The most constant disease threat for cattle producers is bovine respiratory disease (BRD), and early signs include lethargy and lack of appetite. If feedlot and backgrounder operations identify potentially sick animals earlier, there is a better chance for first treatment success.

“Especially in feedlots, our labor pool is shrinking, and we have to adopt technologies, training and use outside expertise that can be force multipliers for our pen riders,” Blood explains.

After a sick animal is identified, selecting the right drug to effectively treat the disease is the next challenge. Beef producers have long struggled with determining the underlying cause of BRD, which can arise from either bacterial or viral infections.

“The bovine has the smallest and most limited lung design of any domestic species,” Blood says. “Early intervention is most important because the animal doesn’t have much capacity in the lungs. If you let the disease process continue too long, it can cause too much damage. Then you want to select an antibiotic with the highest chance of first treatment success. That first choice can actually reduce the number of treatments in the animal.”

Finally, all cattle producers are tasked with validating treatment successes with good records, including the number of treatments administered, the product and the outcome. Again, technology has improved record-keeping and producers’ ability to review those records. It’s a critical component to observing withdrawal times and ensuring cattle producers retain the confidence of consumers.

Prevention is the Best Treatment

The best way to use antibiotics judiciously is to prevent the need for treatment in the first place by using timely vaccination protocols and implementing good animal handling techniques.
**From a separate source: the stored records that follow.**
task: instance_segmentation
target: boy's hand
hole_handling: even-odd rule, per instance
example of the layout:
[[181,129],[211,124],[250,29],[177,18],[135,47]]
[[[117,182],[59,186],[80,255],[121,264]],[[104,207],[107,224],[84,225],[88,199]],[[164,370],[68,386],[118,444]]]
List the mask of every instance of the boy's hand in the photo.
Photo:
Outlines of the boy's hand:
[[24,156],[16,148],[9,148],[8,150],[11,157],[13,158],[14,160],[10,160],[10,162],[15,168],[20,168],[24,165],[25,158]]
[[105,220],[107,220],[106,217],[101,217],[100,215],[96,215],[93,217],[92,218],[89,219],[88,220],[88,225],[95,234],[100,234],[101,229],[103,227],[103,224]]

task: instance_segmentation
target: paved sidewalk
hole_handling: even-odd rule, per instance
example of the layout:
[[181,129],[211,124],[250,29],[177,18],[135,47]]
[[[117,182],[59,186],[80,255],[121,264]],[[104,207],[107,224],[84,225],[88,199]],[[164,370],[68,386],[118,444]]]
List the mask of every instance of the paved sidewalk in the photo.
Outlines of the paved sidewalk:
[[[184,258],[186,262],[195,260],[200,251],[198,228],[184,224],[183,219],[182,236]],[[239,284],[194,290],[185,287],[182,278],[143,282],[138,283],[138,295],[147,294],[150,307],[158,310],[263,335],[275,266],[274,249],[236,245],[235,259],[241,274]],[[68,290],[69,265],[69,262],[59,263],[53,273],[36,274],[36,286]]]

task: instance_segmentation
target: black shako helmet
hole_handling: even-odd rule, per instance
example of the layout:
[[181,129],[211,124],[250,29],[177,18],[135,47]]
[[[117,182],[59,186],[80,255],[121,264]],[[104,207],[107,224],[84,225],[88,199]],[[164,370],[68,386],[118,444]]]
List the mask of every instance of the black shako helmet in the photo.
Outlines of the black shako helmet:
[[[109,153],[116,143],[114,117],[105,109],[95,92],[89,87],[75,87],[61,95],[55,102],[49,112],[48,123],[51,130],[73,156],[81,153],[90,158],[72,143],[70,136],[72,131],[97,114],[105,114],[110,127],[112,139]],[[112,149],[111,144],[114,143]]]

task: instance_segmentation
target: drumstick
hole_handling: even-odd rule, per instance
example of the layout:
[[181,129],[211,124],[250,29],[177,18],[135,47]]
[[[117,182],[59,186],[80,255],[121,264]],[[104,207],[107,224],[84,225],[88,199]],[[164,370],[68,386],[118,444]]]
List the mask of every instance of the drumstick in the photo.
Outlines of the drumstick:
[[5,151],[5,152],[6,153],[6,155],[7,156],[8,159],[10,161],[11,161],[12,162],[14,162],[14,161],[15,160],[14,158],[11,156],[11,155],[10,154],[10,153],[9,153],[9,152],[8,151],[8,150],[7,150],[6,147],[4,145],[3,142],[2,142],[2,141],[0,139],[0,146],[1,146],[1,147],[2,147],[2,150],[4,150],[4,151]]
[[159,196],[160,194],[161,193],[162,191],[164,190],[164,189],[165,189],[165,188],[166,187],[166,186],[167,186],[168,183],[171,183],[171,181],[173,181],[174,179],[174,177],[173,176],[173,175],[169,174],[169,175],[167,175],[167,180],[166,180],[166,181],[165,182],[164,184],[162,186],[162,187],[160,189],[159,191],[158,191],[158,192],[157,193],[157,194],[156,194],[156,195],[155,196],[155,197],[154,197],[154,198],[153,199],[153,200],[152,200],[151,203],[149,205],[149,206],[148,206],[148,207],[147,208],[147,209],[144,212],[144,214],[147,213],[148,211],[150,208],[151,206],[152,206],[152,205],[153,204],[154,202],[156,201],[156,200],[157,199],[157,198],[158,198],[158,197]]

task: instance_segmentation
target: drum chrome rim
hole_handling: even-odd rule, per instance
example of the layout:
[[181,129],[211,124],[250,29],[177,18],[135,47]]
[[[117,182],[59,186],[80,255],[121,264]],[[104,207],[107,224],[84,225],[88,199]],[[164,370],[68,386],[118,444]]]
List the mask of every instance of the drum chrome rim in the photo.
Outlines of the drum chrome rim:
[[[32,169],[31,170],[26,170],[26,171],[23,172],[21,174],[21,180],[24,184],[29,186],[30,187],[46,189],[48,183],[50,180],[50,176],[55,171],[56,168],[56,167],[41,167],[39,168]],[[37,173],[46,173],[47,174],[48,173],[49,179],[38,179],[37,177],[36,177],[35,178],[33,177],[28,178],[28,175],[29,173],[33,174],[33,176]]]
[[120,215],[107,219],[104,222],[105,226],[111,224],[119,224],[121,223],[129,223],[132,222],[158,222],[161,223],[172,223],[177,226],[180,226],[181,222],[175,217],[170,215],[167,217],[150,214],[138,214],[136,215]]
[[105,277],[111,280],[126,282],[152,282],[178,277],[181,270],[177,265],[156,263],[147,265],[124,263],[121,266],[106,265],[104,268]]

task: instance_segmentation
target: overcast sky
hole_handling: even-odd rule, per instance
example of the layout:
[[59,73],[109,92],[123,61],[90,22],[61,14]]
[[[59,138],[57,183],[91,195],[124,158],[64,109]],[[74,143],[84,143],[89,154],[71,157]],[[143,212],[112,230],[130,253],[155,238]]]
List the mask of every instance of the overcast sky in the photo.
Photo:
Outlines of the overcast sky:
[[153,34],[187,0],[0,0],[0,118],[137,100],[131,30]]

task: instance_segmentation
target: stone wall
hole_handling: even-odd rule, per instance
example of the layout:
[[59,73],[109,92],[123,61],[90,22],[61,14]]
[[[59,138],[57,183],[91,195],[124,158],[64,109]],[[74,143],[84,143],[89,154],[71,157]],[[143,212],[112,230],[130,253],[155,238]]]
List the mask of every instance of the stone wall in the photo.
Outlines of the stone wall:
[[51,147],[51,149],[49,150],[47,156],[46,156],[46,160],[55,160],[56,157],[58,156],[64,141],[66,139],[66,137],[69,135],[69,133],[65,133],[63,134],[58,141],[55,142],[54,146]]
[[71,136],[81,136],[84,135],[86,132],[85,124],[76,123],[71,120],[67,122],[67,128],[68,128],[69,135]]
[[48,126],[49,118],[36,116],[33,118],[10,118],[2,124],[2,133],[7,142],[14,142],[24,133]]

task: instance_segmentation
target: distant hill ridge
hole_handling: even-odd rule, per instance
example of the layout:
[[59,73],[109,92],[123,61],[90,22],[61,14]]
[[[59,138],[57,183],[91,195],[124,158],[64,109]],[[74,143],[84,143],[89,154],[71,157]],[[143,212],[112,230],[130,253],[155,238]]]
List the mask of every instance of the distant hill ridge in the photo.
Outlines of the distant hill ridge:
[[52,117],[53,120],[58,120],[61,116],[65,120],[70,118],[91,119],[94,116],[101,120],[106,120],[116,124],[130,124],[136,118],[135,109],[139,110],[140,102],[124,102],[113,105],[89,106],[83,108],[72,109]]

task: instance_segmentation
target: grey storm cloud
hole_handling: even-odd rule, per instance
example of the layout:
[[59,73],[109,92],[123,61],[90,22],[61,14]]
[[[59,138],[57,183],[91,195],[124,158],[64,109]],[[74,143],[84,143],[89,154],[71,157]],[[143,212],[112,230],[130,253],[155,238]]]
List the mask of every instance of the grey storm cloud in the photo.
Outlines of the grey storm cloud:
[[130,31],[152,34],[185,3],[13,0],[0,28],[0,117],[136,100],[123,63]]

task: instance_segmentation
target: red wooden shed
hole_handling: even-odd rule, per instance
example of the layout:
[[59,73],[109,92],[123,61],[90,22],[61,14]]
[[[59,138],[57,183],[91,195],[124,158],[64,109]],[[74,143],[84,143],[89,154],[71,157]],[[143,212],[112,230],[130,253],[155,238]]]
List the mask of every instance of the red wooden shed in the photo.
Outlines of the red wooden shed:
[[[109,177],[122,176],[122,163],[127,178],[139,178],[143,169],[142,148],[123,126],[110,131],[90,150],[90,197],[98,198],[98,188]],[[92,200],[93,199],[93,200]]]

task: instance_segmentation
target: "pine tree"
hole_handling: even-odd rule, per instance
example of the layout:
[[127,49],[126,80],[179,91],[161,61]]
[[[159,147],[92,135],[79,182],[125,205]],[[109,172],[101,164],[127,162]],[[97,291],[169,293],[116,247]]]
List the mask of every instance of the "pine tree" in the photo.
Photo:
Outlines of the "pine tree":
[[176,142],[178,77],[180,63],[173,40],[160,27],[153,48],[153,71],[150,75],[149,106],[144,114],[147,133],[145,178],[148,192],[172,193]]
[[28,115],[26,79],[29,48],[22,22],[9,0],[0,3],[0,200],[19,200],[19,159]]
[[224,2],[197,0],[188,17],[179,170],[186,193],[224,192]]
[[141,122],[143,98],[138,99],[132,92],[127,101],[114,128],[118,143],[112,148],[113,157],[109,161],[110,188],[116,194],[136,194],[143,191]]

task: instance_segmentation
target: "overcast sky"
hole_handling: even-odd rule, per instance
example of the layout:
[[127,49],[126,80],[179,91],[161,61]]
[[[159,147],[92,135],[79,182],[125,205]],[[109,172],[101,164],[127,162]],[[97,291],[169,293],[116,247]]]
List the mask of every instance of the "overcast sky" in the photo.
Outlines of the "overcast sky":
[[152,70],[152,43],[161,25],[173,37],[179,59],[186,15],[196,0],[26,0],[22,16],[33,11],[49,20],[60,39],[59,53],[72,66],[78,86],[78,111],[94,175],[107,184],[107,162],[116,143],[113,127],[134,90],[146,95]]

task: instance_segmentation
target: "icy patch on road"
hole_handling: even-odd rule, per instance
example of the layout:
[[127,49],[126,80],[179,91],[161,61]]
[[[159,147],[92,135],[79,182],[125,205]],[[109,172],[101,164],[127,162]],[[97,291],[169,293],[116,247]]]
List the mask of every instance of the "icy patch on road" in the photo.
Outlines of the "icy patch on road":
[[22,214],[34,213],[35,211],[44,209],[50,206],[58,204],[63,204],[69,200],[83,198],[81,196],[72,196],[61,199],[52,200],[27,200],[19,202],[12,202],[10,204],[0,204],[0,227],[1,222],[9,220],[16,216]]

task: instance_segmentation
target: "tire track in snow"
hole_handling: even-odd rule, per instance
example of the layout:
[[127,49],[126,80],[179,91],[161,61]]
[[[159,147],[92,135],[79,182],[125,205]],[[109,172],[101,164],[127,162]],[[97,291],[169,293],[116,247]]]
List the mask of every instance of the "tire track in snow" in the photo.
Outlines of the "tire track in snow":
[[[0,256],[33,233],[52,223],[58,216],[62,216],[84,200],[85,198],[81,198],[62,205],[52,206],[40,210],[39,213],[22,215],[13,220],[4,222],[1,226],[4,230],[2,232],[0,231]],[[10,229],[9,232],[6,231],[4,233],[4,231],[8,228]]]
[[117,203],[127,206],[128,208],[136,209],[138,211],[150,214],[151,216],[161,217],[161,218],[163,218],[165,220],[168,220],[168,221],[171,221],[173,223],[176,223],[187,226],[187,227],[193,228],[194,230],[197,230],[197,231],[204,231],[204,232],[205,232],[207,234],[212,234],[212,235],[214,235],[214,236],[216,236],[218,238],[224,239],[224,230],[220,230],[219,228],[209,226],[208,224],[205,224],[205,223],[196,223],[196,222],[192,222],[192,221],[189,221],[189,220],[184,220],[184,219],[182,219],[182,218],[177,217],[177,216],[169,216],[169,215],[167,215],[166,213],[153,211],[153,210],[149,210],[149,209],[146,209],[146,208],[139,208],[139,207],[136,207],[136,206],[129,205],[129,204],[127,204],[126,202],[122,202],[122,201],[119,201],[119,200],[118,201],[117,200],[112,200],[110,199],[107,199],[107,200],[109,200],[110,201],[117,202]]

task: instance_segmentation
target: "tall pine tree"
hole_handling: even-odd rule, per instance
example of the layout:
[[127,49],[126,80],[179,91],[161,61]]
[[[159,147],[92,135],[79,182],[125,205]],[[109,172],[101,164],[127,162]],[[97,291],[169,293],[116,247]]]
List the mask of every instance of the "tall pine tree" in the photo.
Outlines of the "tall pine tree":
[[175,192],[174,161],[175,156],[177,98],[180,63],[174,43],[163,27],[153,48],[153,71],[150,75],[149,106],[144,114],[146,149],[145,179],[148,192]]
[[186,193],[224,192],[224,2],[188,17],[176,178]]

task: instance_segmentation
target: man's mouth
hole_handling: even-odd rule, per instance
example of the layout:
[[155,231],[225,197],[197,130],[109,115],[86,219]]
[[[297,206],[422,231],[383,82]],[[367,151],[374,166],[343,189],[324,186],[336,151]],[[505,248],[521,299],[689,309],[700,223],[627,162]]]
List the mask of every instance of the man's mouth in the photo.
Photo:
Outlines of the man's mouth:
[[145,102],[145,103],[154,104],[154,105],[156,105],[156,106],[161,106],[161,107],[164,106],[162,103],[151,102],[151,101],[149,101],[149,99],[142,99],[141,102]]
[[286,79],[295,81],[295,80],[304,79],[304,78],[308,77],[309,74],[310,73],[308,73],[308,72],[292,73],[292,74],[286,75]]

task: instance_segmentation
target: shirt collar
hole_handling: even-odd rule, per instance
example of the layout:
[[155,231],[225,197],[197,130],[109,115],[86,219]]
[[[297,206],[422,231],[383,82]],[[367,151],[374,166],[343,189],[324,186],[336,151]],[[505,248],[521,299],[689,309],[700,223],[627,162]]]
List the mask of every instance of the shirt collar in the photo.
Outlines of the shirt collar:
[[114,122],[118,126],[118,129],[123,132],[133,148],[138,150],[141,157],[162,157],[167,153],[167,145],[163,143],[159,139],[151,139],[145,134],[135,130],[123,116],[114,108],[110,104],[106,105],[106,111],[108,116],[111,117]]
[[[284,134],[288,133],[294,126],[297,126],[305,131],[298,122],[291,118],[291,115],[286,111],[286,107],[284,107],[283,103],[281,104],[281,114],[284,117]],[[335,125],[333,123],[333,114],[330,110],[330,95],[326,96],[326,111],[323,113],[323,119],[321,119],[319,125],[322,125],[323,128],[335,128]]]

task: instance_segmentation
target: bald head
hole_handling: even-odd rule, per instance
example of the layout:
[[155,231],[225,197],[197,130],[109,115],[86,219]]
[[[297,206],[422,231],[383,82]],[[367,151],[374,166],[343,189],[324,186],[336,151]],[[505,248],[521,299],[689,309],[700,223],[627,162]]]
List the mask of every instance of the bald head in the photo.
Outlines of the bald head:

It’s a step the Fischer-Clark Dairy Farm wants more consumers to know about.

“I wish every consumer would know the time and effort and care we put into each animal,” Fischer explains. “I’d want them to know we are diligent and careful and honest with our antibiotic use. The last thing we want is for a sick cow to get treated and taken out of the milking line, but we know she needs extra care and attention. We’re always going the extra mile to make sure she’s well cared for and has the attention she needs.”

Key points

  • Antibiotic use in cattle herds is driven by two things: to care for the health of the animals and to ensure the safety and quality of the food being produced.
  • Historically, safety and quality of the product was defined by the absence of antibiotic residues from the product (milk and meat).
  • In the past decade, the public (and regulators) are increasingly concerned about the development of bacterial resistance to antibiotics.
  • The principles of judicious use of antibiotics are encompassed in the following: Use an antibiotic only when indicated; choose a cost-effective agent that provides appropriate antimicrobial coverage for the diagnosis; and prescribe the optimal dose and duration for the antimicrobial, which maximizes clinical therapeutic effect while minimizing both drug-related toxicity and the development of antimicrobial resistance.

Information courtesy of Washington State University Veterinary Medicine Extension.